A recent article in the Washington Post says, “But to really save opera — and classical music in general — we have to let it die.” In a semi-coherent way it’s on to something. Without new works that the public wants to hear, the opera house will become a museum. Many people like museums. I find them graveyards for art. But opera won’t die even if no new masterpieces appear. It’s a special taste, to be sure, but a persistent one.

The key point is new works that the public wants to hear, just as they do those of Mozart, Verdi, and Puccini. There’s nothing teeth gnashers can to do conjure up the musical geniuses that have failed to appear in the opera world for almost a century. But even if a composer of genius does not arrive, opera will survive. It’s not necessary to evoke images of the Vietnam War to inaccurately conjure its death and subsequent resurrection. A sure way for the Met Opera and its congeners to go out of business would be to entirely fill its bill with operas written in the 21st century.

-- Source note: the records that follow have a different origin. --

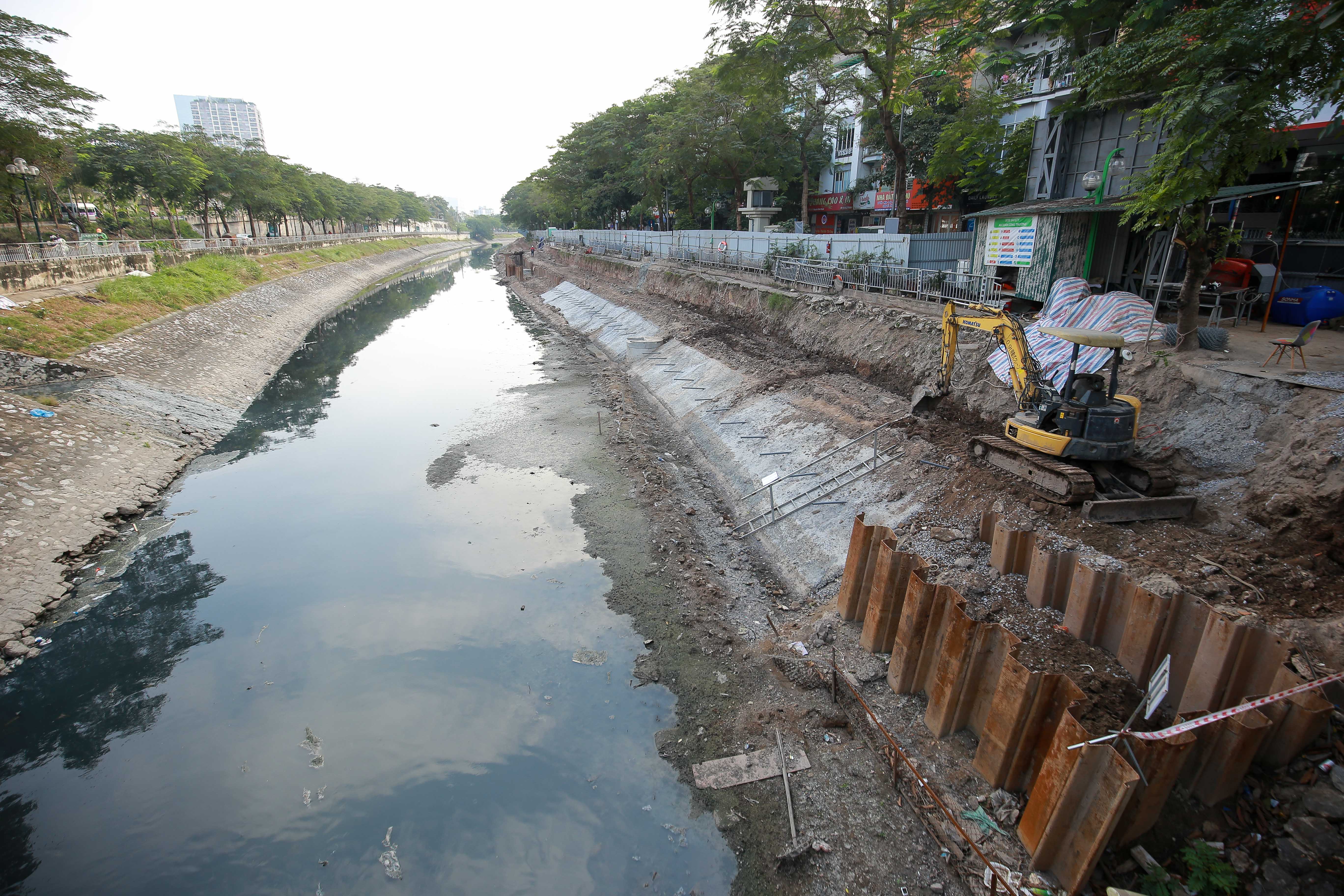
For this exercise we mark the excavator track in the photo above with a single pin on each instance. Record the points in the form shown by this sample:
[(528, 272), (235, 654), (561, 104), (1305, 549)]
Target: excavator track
[(1049, 477), (1147, 479)]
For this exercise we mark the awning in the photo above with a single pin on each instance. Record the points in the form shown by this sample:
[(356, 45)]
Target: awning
[(1229, 194), (1085, 205), (1074, 206)]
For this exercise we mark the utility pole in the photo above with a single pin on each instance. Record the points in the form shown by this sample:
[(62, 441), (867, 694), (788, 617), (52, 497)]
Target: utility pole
[(23, 170)]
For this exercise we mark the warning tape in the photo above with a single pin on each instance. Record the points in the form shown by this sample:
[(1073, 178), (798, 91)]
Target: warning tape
[(1234, 711)]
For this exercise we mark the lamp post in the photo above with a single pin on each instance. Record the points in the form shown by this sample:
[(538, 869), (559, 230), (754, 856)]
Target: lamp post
[(1096, 182), (23, 170)]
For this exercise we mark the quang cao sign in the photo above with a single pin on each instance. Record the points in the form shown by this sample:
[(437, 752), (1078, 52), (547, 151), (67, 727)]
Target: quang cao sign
[(1011, 241), (831, 202)]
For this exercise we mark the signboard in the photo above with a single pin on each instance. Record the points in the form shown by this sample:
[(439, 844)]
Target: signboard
[(831, 202), (1010, 241), (1158, 687)]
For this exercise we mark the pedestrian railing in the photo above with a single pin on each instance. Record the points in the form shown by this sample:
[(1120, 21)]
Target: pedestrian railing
[(892, 280), (91, 249), (916, 283)]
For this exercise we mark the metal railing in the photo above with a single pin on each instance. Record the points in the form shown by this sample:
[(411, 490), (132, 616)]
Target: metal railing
[(93, 249), (916, 283), (924, 284)]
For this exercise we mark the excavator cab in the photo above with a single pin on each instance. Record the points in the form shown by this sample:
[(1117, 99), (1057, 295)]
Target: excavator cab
[(1088, 420), (1072, 444)]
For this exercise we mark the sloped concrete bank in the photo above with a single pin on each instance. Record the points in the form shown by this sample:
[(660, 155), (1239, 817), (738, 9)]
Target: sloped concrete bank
[(156, 398), (1264, 456), (746, 436)]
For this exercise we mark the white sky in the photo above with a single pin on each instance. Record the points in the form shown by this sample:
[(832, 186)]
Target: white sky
[(381, 91)]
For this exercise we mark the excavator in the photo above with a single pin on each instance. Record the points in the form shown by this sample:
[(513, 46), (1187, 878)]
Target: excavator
[(1073, 445)]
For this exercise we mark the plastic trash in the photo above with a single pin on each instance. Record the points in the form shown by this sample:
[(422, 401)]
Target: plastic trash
[(389, 859), (314, 745)]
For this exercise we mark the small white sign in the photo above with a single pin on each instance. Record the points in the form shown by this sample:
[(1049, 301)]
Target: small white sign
[(1158, 687)]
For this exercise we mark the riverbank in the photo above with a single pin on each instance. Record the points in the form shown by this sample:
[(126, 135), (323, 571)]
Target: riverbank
[(155, 398), (799, 375), (709, 606)]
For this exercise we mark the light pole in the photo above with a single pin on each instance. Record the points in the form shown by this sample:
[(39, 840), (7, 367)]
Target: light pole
[(1097, 182), (23, 170)]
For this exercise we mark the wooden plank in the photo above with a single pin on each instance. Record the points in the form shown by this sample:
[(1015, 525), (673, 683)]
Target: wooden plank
[(746, 768)]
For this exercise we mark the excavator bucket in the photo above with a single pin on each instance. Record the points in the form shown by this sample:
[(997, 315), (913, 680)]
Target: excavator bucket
[(1134, 510)]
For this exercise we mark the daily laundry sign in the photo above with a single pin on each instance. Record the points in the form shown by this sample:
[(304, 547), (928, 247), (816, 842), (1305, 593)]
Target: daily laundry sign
[(1011, 241)]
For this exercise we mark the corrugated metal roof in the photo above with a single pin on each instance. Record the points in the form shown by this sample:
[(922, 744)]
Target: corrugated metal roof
[(1074, 206), (1085, 205)]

Consider sports. The rules of baseball, football, and basketball change a bit – but they remain essentially the same games they were 50 or 100 years ago. New players appear and people go to the game to see them perform. The same is true of opera. A great singer appears and opera goers buy tickets to hear the artist in a major role regardless if they’ve heard the opera 10 times previously.

Does Ms Giovetti, the author of the WaPo piece who is billed as a classical music writer, want to banish Beethoven and chuck Chekov because they’re long dead? Imagine the fate of Shakespeare according to this line of reasoning. He’s been gone more than four centuries. While we’re at it we can toss Titian and pitch Picasso. We’ll have to let the theater in all its guises die in order to save it. The above article is just a minor example of the deep thinking that permeates our major organs of communication.

We live in very strange times – at least half the Western World seems to have gone irretrievably mad. Consider Giovetti’s first paragraph: “The summer of 2019 has been a fraught one for opera. In June, diva soprano Anna Netrebko came under scrutiny not only for her use of skin-darkening makeup to sing the role of Verdi’s Ethiopian princess Aida but also for her blunt defense of a practice that has been widely discredited. This month, the legal battle between the Metropolitan Opera and its one-time music director James Levine — which began when the former fired the latter last year after accusations of sexual misconduct — quietly ended with a settlement. And last week, nine women accused superstar singer and conductor Plácido Domingo of sexual harassment over the past 30 years.”

I don’t know the particulars of the accusations against either Levine or Domingo, but these days an accusation seems to equal a conviction. I’ll leave them alone, but I’m sure once they’re safely dead they will be rehabilitated much the way Oscar Wilde has been. But look at what Ms Netrebko’s crime is – makeup!!! And in the theater. And she defends its use. She’s also accused of being insensitive to the feeling of people of color. Well, no one’s forcing them to buy a ticket to see and hear her.

If you live in a free country and enjoy its freedoms, you are free to be insensitive as long as you do not impinge on the liberty and lawful activity of anyone else. Those who are offended by her cosmetic usage can express their dissatisfaction in a variety of ways as long as they don’t abridge her liberty. You may recall that the Supreme Court let the American Nazi Party (National Socialist Party of America) march through Skokie a city in which many Holocaust survivors lived. I’ll bet there were a lot of sensitivities set on edge.

The world’s loss of sanity alluded to above seems to be a combination of The Emperor’s New Clothes, Through the Looking Glass, and 1984. The list of forbidden actions now mandated by the well informed, well meaning, cultural Gauleiters has extended even to word order. No matter if the meaning is unchanged, if you get it wrong you’re a racist – a word that that has been so indiscriminately used that it now means a person who can run the 100 meter race faster than somebody else. “Person of color” good and sensitive. “Colored person” racist unless it’s the NAACP, then its OK.

“Phobic” is the designation applied to all wrong thinking moderns. These days there are a lot of things that one might be phobic about. Most of them are forbidden. Why can’t a person have all the phobias he wants, again as long as he doesn’t impinge on the liberty of others. But that’s not the way the 21st century works. Have the wrong phobias, or even be suspected of having one, and you may be out of a job or have a brick thrown through your window.

I won’t waste a lot of space on pronouns. But if you have to give or take a seminar on how to pick the right one, you’ve lost your mind and are likely never to find it.

Traditional marriage – the world’s two biggest religions are for it and against any other kind. Catholics are in trouble for their views on marriage, don’t even mention abortion. Islam is not gigged for its marriage rules. Islam gets a pass. Why? Shouldn’t be too hard to figure out.

Unless you live in some very out of the way location, the safest position to assume in today’s enlightened world is total immobility and complete silence. Anything else and you’re unemployed, friendless, and subject to assault. Finally, don’t wear a red hat, even if nothing is written on it.